Oregon: According to recent University of Oregon zebrafish research, gut microbes encourage specialized cells to remove extra connections from brain circuits that regulate social behaviour. Normal social behaviour cannot be developed without pruning.
Additionally, the researchers discovered that mice and zebrafish have similar "social" neurons. This suggests that the results might apply to other species and may also point to potential treatments for a variety of neurodevelopmental conditions.

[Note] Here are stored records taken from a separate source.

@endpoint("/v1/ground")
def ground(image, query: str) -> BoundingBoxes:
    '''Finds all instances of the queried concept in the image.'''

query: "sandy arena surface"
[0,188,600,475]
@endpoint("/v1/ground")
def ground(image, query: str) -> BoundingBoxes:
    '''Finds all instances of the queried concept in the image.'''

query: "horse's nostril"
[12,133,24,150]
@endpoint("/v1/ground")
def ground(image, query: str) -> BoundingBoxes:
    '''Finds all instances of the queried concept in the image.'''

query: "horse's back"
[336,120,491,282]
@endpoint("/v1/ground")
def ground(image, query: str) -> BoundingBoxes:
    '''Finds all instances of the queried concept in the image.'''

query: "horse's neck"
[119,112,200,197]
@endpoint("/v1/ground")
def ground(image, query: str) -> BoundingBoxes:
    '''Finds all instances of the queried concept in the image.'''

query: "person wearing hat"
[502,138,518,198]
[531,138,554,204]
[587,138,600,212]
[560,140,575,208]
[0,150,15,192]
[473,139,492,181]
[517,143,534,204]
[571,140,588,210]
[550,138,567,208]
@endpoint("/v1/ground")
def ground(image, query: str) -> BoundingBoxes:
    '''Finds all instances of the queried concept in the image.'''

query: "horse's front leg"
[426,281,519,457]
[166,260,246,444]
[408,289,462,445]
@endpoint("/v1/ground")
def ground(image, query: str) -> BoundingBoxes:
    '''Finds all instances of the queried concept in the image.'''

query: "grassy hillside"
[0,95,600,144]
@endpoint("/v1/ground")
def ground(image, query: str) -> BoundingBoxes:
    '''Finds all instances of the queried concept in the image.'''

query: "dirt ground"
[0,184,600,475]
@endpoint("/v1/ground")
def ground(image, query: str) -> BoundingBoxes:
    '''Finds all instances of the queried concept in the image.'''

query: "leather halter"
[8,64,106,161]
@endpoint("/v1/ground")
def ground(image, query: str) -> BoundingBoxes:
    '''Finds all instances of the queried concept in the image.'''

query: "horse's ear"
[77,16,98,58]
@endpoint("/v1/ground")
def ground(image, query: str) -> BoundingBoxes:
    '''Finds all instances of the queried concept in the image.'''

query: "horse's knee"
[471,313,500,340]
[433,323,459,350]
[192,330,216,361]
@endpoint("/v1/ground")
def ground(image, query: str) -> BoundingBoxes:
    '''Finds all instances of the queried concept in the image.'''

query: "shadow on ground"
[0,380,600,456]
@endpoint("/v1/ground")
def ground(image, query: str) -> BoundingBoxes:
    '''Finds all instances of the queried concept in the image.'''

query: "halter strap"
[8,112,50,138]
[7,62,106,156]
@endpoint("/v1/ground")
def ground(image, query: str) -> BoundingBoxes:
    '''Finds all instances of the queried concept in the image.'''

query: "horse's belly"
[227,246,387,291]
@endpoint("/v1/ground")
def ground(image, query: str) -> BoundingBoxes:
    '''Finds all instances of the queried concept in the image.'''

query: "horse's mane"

"This is a big step forward," said UO neuroscientist Judith Eisen, who co-led the work with neuroscientist Philip Washbourne. "It also sheds light on things that are going on in larger, furrier animals." The team reports their findings in two new papers, published in PLOS Biology and BMC Genomics.
Washbourne's lab has previously discovered a group of neurons in the zebrafish brain that is necessary for a specific type of social interaction, despite the fact that social behaviour is a complex phenomenon involving many different parts of the brain. Two zebrafish will typically approach and swim side by side if they can see each other through a glass wall. However, zebrafish lacking these neurons don't exhibit any interest.
Here, the team discovered a pathway connecting gut microbes to these brain neurons. Gut microbes encouraged microglia, a type of cell, to cut back on extra connections between neurons in healthy fish. Pruning is a normal component of the development of a healthy brain. Extraneous neural connections, like clutter on a counter, can obstruct important ones, resulting in jumbled messages.
"We've known for a while that the microbiome influences a lot of things during development," Washbourne said. "But there hasn't been a lot of concrete data about how the microbiome is influencing the brain. We've done quite a bit to push the boundary there."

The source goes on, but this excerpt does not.